LinuxLists.cc - [PATCH v3 0/3] Optimize tlbflush path

2019-08-22 02:39:29

Subject: [PATCH v3 0/3] Optimize tlbflush path

This series adds few optimizations to reduce the trap cost in the tlb
flush path. We should only make SBI calls to remote tlb flush only if
absolutely required.

This series is based on Christoph's series:

http://lists.infradead.org/pipermail/linux-riscv/2019-August/006148.html

Changes from v2->v3:
1. Split the patches into smaller one per optimization.

Atish Patra (3):
RISC-V: Issue a local tlbflush if possible.
RISC-V: Issue a tlb page flush if possible
RISC-V: Do not invoke SBI call if cpumask is empty

arch/riscv/mm/tlbflush.c | 21 +++++++++++++++++++++
1 file changed, 21 insertions(+)

--
2.21.0

2019-08-22 02:39:31

by Atish Patra

[permalink] [raw]

Subject: [PATCH v3 1/3] RISC-V: Issue a local tlbflush if possible.

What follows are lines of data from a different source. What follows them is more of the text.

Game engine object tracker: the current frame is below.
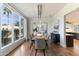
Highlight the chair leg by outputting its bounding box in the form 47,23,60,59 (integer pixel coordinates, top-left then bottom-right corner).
43,49,45,56
35,49,37,56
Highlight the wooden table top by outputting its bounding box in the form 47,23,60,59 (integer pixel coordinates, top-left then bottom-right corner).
32,36,48,40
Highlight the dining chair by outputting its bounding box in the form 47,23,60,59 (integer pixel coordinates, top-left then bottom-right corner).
35,39,46,56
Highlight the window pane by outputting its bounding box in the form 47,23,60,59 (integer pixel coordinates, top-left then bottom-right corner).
1,7,12,47
21,18,24,38
13,14,20,40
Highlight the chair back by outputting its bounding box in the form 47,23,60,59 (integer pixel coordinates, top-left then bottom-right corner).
35,39,46,49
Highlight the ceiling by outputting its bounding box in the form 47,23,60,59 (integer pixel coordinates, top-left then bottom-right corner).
12,3,66,17
66,9,79,25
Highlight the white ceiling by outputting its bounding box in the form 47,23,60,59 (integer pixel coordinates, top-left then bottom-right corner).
10,3,66,17
66,9,79,25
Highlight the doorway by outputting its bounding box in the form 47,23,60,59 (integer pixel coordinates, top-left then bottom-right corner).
65,8,79,47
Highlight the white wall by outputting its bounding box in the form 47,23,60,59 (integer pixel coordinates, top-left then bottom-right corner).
53,4,79,47
28,17,57,34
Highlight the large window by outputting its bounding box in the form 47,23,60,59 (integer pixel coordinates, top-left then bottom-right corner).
0,5,25,47
1,7,12,47
13,13,20,40
21,18,24,38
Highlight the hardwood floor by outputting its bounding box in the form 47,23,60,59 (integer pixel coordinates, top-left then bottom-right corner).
8,40,79,56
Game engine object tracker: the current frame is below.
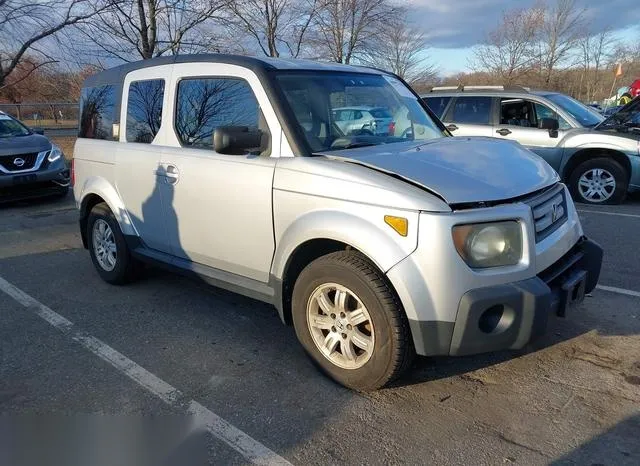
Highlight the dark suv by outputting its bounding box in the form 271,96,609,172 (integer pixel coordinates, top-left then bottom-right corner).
0,112,70,202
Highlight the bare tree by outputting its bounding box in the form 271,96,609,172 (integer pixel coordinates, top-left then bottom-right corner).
315,0,397,63
360,14,437,83
578,28,616,100
0,0,104,89
471,7,544,84
81,0,227,61
229,0,318,57
540,0,585,85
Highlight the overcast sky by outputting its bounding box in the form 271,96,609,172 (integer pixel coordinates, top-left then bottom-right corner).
402,0,640,74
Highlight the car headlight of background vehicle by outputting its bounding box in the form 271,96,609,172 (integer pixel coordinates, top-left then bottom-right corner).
453,220,522,268
47,144,62,162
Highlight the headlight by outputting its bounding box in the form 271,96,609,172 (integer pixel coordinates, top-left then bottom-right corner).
453,221,522,268
47,144,62,162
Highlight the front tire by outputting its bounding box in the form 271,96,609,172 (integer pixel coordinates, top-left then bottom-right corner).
569,157,629,205
292,251,415,391
87,202,140,285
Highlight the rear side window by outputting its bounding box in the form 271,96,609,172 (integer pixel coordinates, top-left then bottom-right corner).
127,79,164,144
175,78,260,149
452,96,492,125
79,85,116,140
423,96,451,118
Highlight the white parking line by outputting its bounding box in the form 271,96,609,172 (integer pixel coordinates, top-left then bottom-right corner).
577,209,640,218
596,285,640,298
0,277,291,465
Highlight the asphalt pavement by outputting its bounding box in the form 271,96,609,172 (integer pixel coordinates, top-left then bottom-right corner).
0,194,640,465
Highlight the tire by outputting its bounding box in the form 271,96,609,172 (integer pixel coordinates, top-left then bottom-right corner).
569,157,629,205
86,202,141,285
292,251,415,391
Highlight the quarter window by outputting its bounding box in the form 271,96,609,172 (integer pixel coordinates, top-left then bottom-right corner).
175,78,266,149
452,96,491,125
127,79,164,144
79,85,116,140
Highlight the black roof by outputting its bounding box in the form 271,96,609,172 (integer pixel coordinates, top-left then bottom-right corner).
84,53,384,87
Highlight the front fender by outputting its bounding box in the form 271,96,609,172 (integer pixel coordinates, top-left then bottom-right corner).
77,176,139,236
271,205,418,280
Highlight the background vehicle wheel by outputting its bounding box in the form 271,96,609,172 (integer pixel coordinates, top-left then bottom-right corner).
569,157,629,204
87,203,141,285
292,252,414,390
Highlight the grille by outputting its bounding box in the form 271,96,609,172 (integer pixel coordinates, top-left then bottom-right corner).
526,183,567,243
0,152,38,172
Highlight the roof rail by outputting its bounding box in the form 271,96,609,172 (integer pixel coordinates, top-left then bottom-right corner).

In RISC-V, tlb flush happens via SBI which is expensive. If the local
cpu is the only cpu in cpumask, there is no need to invoke a SBI call.

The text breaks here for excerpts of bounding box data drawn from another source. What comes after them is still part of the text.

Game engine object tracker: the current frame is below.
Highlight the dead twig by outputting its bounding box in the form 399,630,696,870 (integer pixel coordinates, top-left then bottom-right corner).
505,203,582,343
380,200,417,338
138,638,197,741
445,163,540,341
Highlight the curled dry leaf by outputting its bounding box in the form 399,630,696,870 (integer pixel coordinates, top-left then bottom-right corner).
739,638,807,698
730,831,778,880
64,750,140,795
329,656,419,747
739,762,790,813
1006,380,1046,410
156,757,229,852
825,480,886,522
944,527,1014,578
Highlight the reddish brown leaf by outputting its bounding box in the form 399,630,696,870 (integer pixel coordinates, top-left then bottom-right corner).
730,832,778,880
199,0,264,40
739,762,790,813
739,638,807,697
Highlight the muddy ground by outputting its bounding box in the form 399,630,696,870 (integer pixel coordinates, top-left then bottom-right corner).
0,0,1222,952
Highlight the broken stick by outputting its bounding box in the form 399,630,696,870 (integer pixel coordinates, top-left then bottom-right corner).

Just do a local flush and return.

Signed-off-by: Atish Patra <[email protected]>
---
arch/riscv/mm/tlbflush.c | 15 +++++++++++++++
1 file changed, 15 insertions(+)

diff --git a/arch/riscv/mm/tlbflush.c b/arch/riscv/mm/tlbflush.c
index df93b26f1b9d..36430ee3bed9 100644
--- a/arch/riscv/mm/tlbflush.c
+++ b/arch/riscv/mm/tlbflush.c
@@ -2,6 +2,7 @@

#include <linux/mm.h>
#include <linux/smp.h>
+#include <linux/sched.h>
#include <asm/sbi.h>

void flush_tlb_all(void)
@@ -13,9 +14,23 @@ static void __sbi_tlb_flush_range(struct cpumask *cmask, unsigned long start,
unsigned long size)
{
struct cpumask hmask;
+ unsigned int cpuid = get_cpu();

+ if (!cmask) {
+ riscv_cpuid_to_hartid_mask(cpu_online_mask, &hmask);
+ goto issue_sfence;
+ }
+
+ if (cpumask_test_cpu(cpuid, cmask) && cpumask_weight(cmask) == 1) {
+ local_flush_tlb_all();
+ goto done;
+ }
riscv_cpuid_to_hartid_mask(cmask, &hmask);
+
+issue_sfence:
sbi_remote_sfence_vma(hmask.bits, start, size);
+done:
+ put_cpu();
}

void flush_tlb_mm(struct mm_struct *mm)
--
2.21.0

2019-08-22 02:40:05

by Atish Patra

[permalink] [raw]

Subject: [PATCH v3 2/3] RISC-V: Issue a tlb page flush if possible

If tlbflush request is for page only, there is no need to do a
complete local tlb shootdown.

Just do a local tlb flush for the given address.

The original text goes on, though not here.